Grants or Gifts Relating to Women in Higher Education

Here is this week’s news of grants and gifts that may be of particular interest to women in higher education.

Sutherland
Hutchinson

Melissa Sutherland, a professor of nursing at Binghamton University, and Katherine Hutchinson, a professor at the University of Rhode Island College of Nursing have received a four-year, $1.2 million grant from the U.S. Agency for Healthcare Research and Quality to study how to effectively implement intimate partner and sexual violence screenings in college health centers across the United States. The study will include surveys with a national sample of 1,900 college health care providers from more than 300 colleges and in-depth interviews with a subsample of participants. Online focus groups and brief surveys will also be conducted with female college students to identify potential student reactions to violence screening.
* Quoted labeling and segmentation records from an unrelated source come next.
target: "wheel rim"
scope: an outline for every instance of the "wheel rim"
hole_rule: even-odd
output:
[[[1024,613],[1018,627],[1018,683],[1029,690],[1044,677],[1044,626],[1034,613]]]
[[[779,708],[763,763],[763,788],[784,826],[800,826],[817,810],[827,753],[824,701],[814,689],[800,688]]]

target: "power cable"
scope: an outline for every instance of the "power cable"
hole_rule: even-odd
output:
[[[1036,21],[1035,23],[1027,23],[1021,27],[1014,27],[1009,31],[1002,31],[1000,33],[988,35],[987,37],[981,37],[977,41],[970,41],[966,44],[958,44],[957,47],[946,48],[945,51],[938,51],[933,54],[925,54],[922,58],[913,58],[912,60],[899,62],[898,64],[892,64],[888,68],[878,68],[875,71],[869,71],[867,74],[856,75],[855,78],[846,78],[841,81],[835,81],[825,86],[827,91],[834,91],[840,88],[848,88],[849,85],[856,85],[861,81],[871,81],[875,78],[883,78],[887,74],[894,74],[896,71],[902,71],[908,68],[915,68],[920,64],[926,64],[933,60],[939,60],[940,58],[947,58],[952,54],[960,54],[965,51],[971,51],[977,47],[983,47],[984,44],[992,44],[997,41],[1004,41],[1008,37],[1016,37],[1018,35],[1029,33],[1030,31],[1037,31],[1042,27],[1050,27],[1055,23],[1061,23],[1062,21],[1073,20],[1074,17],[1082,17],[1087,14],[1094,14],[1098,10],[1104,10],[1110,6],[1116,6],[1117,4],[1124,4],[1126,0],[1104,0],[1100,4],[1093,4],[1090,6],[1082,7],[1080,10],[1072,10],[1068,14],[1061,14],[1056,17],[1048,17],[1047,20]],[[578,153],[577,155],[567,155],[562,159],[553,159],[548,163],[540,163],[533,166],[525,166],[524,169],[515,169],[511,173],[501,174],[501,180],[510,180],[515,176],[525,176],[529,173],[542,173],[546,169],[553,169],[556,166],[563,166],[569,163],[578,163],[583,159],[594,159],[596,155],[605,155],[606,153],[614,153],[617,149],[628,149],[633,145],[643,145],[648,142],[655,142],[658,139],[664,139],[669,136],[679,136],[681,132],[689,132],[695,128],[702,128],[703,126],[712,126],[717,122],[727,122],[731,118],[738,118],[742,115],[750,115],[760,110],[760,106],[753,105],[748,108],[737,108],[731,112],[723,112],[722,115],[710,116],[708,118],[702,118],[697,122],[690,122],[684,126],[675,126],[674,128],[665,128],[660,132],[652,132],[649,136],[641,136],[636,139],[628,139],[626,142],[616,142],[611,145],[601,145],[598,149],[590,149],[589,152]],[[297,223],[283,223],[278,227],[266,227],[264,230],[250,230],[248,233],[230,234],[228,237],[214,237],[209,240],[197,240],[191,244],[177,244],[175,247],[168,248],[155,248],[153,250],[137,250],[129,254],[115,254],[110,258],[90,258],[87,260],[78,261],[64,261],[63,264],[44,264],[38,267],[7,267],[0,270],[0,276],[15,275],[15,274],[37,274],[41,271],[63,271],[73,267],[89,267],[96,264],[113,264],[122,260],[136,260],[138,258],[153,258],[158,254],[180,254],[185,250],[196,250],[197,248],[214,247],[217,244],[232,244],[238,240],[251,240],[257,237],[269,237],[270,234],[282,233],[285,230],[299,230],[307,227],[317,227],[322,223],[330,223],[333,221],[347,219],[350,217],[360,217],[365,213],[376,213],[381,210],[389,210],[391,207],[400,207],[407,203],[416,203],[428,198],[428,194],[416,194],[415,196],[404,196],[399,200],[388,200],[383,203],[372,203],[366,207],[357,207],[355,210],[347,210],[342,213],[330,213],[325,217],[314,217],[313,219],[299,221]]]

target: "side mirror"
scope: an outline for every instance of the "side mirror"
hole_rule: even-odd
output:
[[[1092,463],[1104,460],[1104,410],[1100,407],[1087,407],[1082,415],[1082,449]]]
Stetson University in DeLand, Florida, received a three-year, $296,000 grant from the Office on Violence Against Women of the U.S. Department of Justice. Stetson’s Wellness and Recreation Department is managing the grant and will be teaming up with the DeLand Police Department and Volusia Rape Crisis Center to create a community collaborative response to enhance victim services, implement education and prevention programs, and strengthen campus security and investigation strategies in order to avert, prosecute and respond to dating and domestic violence, sexual assault and stalking. The grant program is being led by Colleen Vanderlip, director of the university’s Wellness and Recreation Department.

The University of Illinois at Chicago received a three-year, $894,400 grant from the National Institutes of Health. Researchers, led by Sarah Ullman, a professor of criminology, law, and justice at the university, will collect survey and interview data from Chicago metropolitan area women and will provide important information for developing social support interventions that improve the functioning of both victims and informal supporters, such as friends, family, or intimate partners, to whom most victims disclose sexual assault. Information gathered from the study will help inform and serve as the basis for developing support network interventions for rape victims and their informal support providers.